On August 1, 2007, the U.S. Court of Appeals for the Federal Circuit affirmed (errata) the U.S. District Court for the District of Columbia’s December 2005 ruling declaring that the District of Columbia’s Prescription Drug Excessive Pricing Act of 2005 (the “Act”) is preempted by the federal patent laws and enjoining its enforcement. The Act prohibited sales activities that result in a patented prescription drug being sold in the District of Columbia for an “excessive price.” If the wholesale price of a patented prescription drug in the District exceeded the price in any “high income country” (defined in the Act as the U.K., Germany, Canada, and Australia), the manufacturer was presumed to be in violation of the law. The burden would then shift to the manufacturer to prove that the price of its drug is not “excessive,” in light of the “demonstrated costs of invention, development and production of the prescription drug, global sales and profits to date, consideration of any government funded research that supported the development of the drug, and the impact of price on access to the prescription drug by residents and the [D.C.] government.” Specifically, the Act stated:
(a) A prima facie case of excessive pricing shall be established where the wholesale price of a patented prescription drug in the District is over 30 percent higher than the comparable price in any high income country in which the product is protected by patents or other exclusive marketing rights.

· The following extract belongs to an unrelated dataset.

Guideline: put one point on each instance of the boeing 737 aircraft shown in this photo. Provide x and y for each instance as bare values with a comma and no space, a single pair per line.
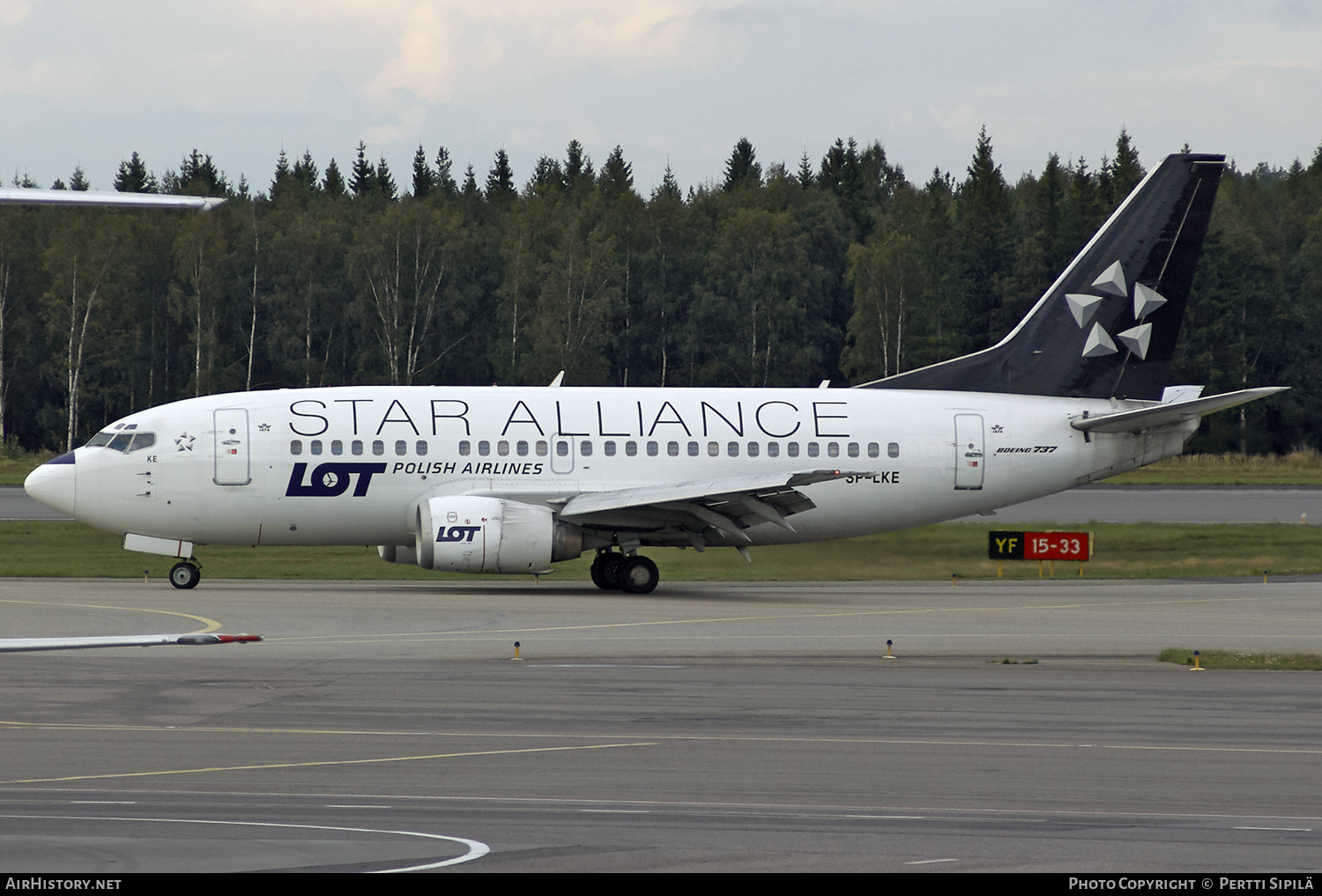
512,478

(b) [If a prima facie case is made, a defense is to show that the] given prescription drug is not excessively priced given demonstrated costs of invention, development and production of the prescription drug, global sales and profits to date, consideration of any government funded research that supported the development of the drug, and the impact of price on access to the prescription drug by residents and the government of the District of Columbia.
The case is an appeal of consolidated actions brought by the Pharmaceutical Research and Manufacturers of America (“PhRMA”) and the Biotechnology Industry Organization (“BIO”). PhRMA and BIO argued that the Act is preempted by federal patent laws because it conflicts with Congress’s intention to provide such manufacturers with the monetary reward that derives from the right to exclude competitors from making, using, and selling the invention during the patent’s term.
The District Court and the Federal Circuit agreed with the plaintiffs that Congress expressed that intention in the statutory incentive scheme it developed in the Drug Price Competition and Patent Term Restoration Act of 1984 (the “Hatch-Waxman Act”). The Federal Circuit reasoned that “[b]y penalizing high prices—and thus limiting the full exercise of the exclusionary power that derives from a patent—the District has chosen to re-balance the statutory framework of rewards and incentives insofar as it relates to inventive new drugs.” In short, the court found that the “Act stands as an obstacle to the federal patent law’s balance of objectives as established by Congress” and is thus preempted by federal patent law.